The trend to use dual-fuel propulsion is gaining momentum within the container ship sector
The adoption of dual-fuel engines has gained momentum and it is now possible to retrofit diesel engines to gas dual fuel, says Ole Grøne, MAN Diesel & Turbo’s senior vice president of low speed sales and promotions
Indeed, the existing MAN B&W 8L48/60B engine on Wessels Reederei’s 1,036 teu Wes Amelie is being converted into a 8L51/60 dual fuel engine in what is the world’s first conversion of a container feeder ship to dual fuel propulsion.
The trend for using dual-fuel engines is particularly evident in the USA. MAN Diesel & Turbo has won a clutch of orders from ship operators based there, including TOTE’s two new container ships that are already in service with 8L70ME-GI engines, two being built for Crowley Maritime with 8S70ME-GI engines, and two plus two 3,600 teu vessels being built for Matson Navigation Co. The first two for Matson will use MAN B&W 7S90ME-GI dual-fuel engines with seven cylinders and the next two will use 6G90ME-GI-EGR engines, each with six cylinders and exhaust gas recirculation for the control of NOx emissions.
Mr Grøne said: “Our solution was chosen because of the high efficiency and reliability of the two-stroke engine, combined with the fact that North America was the first area to introduce low sulphur restrictions and that gas is relatively low cost there. The option to operate on gas with high efficiency was a perfect match for our ME-GI engine.”
“In the coming years we may see more retrofits, as a result of stricter restrictions on emissions, including the 2020 sulphur limit. All engines in our contemporary ME engine programme can be ordered as a dual-fuel engine from the outset or be converted to burn gas dual fuel at a later stage without any special preparation,” Mr Grøne said.
With regard to retrofitting dual-fuel engines in place of conventional engines, he said: “We have been advising shipowners not to make any hasty decisions. If they do want to reserve the option to retrofit their engines, they need to consider the space that is needed for the gas tanks and establish the best time to carry this out.

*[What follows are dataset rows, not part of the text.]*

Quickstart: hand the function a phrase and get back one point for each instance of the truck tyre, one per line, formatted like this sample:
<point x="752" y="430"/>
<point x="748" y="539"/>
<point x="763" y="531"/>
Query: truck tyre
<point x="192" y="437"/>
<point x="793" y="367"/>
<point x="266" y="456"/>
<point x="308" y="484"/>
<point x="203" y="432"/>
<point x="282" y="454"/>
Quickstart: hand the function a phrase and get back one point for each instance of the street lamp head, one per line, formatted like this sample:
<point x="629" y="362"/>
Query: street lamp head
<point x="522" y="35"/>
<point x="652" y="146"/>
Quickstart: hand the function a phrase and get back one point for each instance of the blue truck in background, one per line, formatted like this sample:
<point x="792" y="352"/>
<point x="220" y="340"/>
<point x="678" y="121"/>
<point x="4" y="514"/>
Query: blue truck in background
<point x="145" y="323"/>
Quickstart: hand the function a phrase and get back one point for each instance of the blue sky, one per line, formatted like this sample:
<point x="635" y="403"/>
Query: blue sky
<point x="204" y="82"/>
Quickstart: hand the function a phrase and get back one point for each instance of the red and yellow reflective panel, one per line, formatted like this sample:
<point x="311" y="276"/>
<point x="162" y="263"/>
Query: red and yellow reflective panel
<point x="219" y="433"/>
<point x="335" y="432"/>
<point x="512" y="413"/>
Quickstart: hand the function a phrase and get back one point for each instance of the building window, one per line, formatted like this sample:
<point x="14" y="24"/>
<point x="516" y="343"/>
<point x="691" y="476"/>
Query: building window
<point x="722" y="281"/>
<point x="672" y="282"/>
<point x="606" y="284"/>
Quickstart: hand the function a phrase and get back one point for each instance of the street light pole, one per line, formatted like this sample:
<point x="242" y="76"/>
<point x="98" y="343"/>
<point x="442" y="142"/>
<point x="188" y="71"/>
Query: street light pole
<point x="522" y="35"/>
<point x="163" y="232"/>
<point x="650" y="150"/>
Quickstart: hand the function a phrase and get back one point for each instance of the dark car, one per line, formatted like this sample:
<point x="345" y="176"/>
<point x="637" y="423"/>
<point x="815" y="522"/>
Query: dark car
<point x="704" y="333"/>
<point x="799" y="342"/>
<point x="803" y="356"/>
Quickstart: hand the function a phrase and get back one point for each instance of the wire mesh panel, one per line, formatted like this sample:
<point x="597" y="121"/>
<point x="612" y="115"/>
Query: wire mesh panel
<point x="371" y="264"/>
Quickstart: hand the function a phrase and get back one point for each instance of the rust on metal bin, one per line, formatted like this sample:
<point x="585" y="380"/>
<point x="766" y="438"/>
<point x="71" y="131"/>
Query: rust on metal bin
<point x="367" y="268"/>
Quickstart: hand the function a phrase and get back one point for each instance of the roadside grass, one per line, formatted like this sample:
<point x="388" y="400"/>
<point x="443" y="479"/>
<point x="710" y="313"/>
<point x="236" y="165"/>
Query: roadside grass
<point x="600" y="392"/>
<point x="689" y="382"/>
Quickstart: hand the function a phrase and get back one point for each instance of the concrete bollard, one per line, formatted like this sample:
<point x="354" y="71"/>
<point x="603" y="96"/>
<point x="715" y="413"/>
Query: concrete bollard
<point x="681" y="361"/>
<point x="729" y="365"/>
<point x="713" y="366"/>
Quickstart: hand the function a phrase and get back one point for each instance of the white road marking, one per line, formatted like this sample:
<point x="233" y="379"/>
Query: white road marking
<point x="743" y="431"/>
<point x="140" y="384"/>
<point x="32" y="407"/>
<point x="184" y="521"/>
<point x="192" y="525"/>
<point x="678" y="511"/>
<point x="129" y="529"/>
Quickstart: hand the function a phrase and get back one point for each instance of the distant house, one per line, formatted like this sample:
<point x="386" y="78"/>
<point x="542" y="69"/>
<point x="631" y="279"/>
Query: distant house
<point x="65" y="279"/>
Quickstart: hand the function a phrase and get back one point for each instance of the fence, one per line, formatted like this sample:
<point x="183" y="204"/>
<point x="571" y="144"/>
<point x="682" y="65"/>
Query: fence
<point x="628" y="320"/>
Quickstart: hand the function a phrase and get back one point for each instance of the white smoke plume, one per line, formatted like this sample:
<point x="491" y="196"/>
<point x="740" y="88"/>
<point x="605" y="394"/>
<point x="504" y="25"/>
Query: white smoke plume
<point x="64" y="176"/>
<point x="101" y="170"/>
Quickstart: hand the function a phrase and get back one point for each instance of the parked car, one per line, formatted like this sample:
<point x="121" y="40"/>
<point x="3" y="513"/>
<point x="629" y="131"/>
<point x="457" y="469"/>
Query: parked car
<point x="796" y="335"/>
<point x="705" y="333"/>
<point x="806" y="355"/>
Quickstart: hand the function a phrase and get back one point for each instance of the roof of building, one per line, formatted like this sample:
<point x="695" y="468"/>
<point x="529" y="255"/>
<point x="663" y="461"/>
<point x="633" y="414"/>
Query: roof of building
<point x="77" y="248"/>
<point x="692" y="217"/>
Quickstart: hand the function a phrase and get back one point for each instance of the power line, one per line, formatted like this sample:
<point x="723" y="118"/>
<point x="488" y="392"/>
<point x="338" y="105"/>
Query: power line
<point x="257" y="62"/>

This might be at the time of the first docking, as it is a relatively big and, because of the cost of the tanks, an expensive job.”
With regard to the conversion of dual-fuel engines, he commented: “We have had discussions about vessels of all sizes, all the way down to 1,000 teu container ships.” He said that some projects were in the pipeline but had not yet been confirmed.

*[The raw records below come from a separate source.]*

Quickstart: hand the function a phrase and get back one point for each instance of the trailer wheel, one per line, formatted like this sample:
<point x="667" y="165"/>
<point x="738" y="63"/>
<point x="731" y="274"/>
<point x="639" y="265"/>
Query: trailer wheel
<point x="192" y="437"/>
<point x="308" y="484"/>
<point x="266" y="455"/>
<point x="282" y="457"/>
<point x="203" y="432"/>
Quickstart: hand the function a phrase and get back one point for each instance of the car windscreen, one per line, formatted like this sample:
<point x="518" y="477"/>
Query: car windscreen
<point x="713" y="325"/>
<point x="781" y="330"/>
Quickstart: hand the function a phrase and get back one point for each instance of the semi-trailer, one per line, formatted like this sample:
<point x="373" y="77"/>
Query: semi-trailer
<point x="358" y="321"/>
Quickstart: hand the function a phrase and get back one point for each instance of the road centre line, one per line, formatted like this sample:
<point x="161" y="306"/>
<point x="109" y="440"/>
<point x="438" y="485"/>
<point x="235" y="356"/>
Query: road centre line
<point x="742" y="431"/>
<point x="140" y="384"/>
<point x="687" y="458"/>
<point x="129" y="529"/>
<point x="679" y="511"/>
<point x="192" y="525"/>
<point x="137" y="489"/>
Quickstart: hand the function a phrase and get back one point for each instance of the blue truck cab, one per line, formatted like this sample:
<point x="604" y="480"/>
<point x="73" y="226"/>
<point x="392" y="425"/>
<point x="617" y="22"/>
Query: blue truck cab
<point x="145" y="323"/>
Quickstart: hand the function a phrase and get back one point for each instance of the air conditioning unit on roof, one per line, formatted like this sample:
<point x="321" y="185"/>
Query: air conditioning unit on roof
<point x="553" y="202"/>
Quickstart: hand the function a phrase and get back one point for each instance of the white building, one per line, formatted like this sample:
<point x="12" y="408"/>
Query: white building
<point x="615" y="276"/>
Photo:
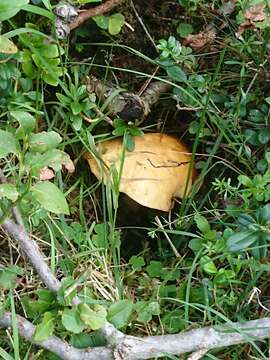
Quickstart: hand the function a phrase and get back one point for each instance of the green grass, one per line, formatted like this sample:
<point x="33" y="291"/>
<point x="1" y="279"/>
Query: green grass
<point x="101" y="253"/>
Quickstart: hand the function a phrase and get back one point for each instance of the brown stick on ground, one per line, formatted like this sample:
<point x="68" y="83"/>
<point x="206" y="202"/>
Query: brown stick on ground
<point x="98" y="10"/>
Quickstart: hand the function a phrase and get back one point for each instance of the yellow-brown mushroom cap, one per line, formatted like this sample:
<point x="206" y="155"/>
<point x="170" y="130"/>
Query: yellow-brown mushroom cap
<point x="155" y="172"/>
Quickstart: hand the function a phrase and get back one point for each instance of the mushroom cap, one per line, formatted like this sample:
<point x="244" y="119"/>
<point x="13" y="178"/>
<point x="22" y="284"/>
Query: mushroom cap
<point x="155" y="172"/>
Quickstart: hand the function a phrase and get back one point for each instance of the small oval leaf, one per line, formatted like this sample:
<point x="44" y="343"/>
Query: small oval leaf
<point x="50" y="197"/>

“Some ship operators are waiting to see the outcome of the 2020 global cap on the sulphur content of fuel. It all boils down to the price difference between gas, marine gas oil, heavy fuel oil and SOx scrubbers, as well as fuel and gas availability.”
Milestone for MAN engine set for OOCL newbuild
MAN Diesel & Turbo licensee Doosan Engine Co held a ceremony in Changwon, South Korea to celebrate the production of 100 million two-stroke brake horsepower. The milestone was achieved with the successful test operation of an MAN B&W 11G95ME-C (103,000hp) engine, the world’s most powerful engine type per cylinder and the most powerful engine in MAN Diesel & Turbo’s engine manufacturing portfolio.
The engine is bound for installation aboard a 21,000 teu container ship being built for Orient Overseas Container Line (OOCL) by Samsung Heavy Industries.
Ole Grøne, MAN Diesel & Turbo’s senior vice president of low speed sales and promotions, commented: “100 million horsepower is an achievement that until now, has only been reached by Hyundai.”
Speaking of its suitability for the OOCL newbuild, he said: “The bigger the container ship, the bigger the engine needed. Using an engine of this kind is the best choice, for the combination of power and propeller revolutions that it offers, which provide the most economical system at the lowest possible fuel consumption.”
He said the engine had been used in a number of ultra large container ships. The first to deploy it was Mediterranean Shipping Co (MSC), in a ship of a similar size to OOCL’s.